Every year in May fifty-five homes located in the historic center of Cordoba opens their doors to every traveler who wishes to enjoy the floral splendor of their courtyards.

Falconry - Spain

Spain is the ideal destination to observe or participate in this traditional activity, which involves breeding and training falcons and/or other birds of prey to hunt in their natural environment.

Flamenco (Andalusia, Extremadura and Murcia)

¡Flamenco! Flamenco is an artistic expression fusing song, dance and musicianship. Although Andalusia is the heartland of Flamenco, it also has roots in the regions of Murcia and Extremadura. 
  • The Badasom Festival in Badajoz (Extremadura) from 10 to 13 July, with flamenco as well as Portuguese fado.
  • Festival Internacional del Cante de las Minas in La Unión (Murcia), the first week of August, .
  • And November 16th is the Day of Flamenco in Andalusia.

Irrigators' Tribunals of the Spanish Mediterranean

Traditional tribunals dealing with local irrigation matters. The Council of Wise Men of the Plain of Murcia, dates back to the 9th century, while the Water Tribunal of the Plain of Valencia is the oldest institution of justice in Europe. Their oral proceedings are fast, transparent and impartial. Their decision is final. In addition to their legal roles, these courts contribute to the oral transmission of knowledge derived from centuries-old cultural exchanges. They have their own specialist vocabulary peppered with Arabic borrowings. In short, the courts are long-standing repositories of local and regional identity and are of special significance to local inhabitants -- and they are something to see.

La Patum - Berga, Catalonia

During the holy week of Corpus Christi, townspeople dress as mystical and symbolical figures and dance through the streets to the beat of a kettledrum called a tabal.
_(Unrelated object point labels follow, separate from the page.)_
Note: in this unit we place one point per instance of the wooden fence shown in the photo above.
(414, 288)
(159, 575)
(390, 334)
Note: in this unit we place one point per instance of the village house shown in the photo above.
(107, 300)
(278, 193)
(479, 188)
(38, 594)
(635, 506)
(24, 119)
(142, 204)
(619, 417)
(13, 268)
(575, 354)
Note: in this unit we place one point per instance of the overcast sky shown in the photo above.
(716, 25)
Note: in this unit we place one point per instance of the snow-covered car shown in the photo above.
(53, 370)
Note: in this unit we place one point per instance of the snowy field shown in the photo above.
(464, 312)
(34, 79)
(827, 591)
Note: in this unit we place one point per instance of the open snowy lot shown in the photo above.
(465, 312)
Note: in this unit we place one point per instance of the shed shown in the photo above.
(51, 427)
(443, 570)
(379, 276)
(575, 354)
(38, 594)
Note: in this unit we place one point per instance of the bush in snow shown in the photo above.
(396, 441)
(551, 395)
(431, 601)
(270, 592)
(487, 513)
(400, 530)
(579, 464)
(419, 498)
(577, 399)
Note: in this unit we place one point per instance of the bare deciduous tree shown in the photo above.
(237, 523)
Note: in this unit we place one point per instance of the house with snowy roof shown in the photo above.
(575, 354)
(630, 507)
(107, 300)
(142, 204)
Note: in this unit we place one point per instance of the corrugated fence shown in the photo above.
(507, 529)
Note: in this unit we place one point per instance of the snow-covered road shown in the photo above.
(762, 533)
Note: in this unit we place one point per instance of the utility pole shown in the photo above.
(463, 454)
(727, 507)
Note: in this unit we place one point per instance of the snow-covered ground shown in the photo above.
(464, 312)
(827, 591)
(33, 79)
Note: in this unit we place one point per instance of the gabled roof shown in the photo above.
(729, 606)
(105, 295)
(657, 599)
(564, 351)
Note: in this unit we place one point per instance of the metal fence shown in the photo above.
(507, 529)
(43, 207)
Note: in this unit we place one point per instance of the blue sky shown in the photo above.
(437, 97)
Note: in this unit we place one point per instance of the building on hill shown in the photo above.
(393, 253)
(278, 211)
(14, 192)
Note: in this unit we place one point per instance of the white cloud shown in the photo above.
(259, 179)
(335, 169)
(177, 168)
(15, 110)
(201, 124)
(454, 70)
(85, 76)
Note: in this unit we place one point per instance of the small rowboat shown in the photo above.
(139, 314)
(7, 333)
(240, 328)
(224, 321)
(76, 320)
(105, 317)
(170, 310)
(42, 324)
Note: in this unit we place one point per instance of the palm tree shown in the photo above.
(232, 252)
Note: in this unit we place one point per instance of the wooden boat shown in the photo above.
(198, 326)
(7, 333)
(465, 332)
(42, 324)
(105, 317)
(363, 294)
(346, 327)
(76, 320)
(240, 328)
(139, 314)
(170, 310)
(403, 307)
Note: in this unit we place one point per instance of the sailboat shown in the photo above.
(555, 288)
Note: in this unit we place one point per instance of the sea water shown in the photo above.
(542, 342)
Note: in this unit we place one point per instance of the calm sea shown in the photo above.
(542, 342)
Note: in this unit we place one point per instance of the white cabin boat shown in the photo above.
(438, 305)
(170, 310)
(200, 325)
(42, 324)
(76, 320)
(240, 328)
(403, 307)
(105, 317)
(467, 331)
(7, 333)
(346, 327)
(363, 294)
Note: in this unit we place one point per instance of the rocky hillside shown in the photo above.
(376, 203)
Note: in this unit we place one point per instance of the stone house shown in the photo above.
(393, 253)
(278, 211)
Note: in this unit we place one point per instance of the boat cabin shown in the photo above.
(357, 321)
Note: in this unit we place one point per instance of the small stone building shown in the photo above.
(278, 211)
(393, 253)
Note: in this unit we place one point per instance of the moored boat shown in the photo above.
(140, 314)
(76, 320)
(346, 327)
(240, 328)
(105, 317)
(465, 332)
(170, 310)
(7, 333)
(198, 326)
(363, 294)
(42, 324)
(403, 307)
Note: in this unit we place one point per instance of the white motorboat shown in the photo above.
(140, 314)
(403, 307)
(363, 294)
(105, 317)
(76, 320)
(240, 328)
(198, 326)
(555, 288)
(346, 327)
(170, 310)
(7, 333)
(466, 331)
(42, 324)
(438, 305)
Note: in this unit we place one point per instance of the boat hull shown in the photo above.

Among the things to be seen are turcs i cavallets (Turks and knights), maces (hell), guites (mules), àligas (eagles) vells nans i nans nous (old dwarfs and new dwarfs), gegants (paper mache  giants) and plens (with burning fuets on). This event has origins in pre-Christian summer solstice celebrations of the, which were adapted by the Catholic Church. Today it is not religious, but rather more a bit of popular street theater. 

Mare de Deu de la Salut - Algemesi, Valencia

The Festival of Our Lady of Health dates back to the 13th century and involves theatre, dance, music and street processions. Three processions are held, one on 7 September and two on the 8th. They include Muixeranga, which are human towers similar to the Castellers but which include the performance of a dance. There are seven dance events, 63 musical compositions, street depictions of historical and biblical characters, scenes of martyrdoms, living tableaus, etc.

Mediterranean Diet - Spain

The main ingredients of the Mediterranean diet include olive oil, cereals, fruits, vegetables, a moderate amount of meat, fish and dairy products, seasoning and spices, accompanied by wine or infusions.  UNESCO mentions Soria, in Castile-León, as a prime example of a city that is committed to the Mediterranean diet, but this glorious food can be enjoyed all over Spain.

Misteri d'Elx - Elche, Valencia

A two-part liturgical drama dating from the Middle Ages commemorating the Dormition, Assumption and Heavenly Coronation of the Virgin Mary. It is sung in Valencian and Latin and performed in the Basilica de Santa María. Dress rehearsals can be seen on some days before the events, with part one performed on August 14th and part two on the Feast of the Assumption, August 15th.

Whistled Language of La Gomera - La Gomera Island, Canary Islands

The Silbo Gomero replicates the islanders’ vocal language (Castilian Spanish) with whistling. Handed down over centuries from master to pupil, it is the only whistled language in the world that is fully developed and practised by a large community -- more than 22,000 inhabitants. The whistled language replaces each vowel or consonant with a whistling sound: two distinct whistles replace the five Spanish vowels, and there are four whistles for consonants. The whistles can be distinguished according to pitch and whether they are interrupted or continuous. With practice, whistlers can convey any message. The language takes advantage of the peculiar topography of the island, reverberating across its deep ravines and narrow valleys. Messages can be heard up to five miles away.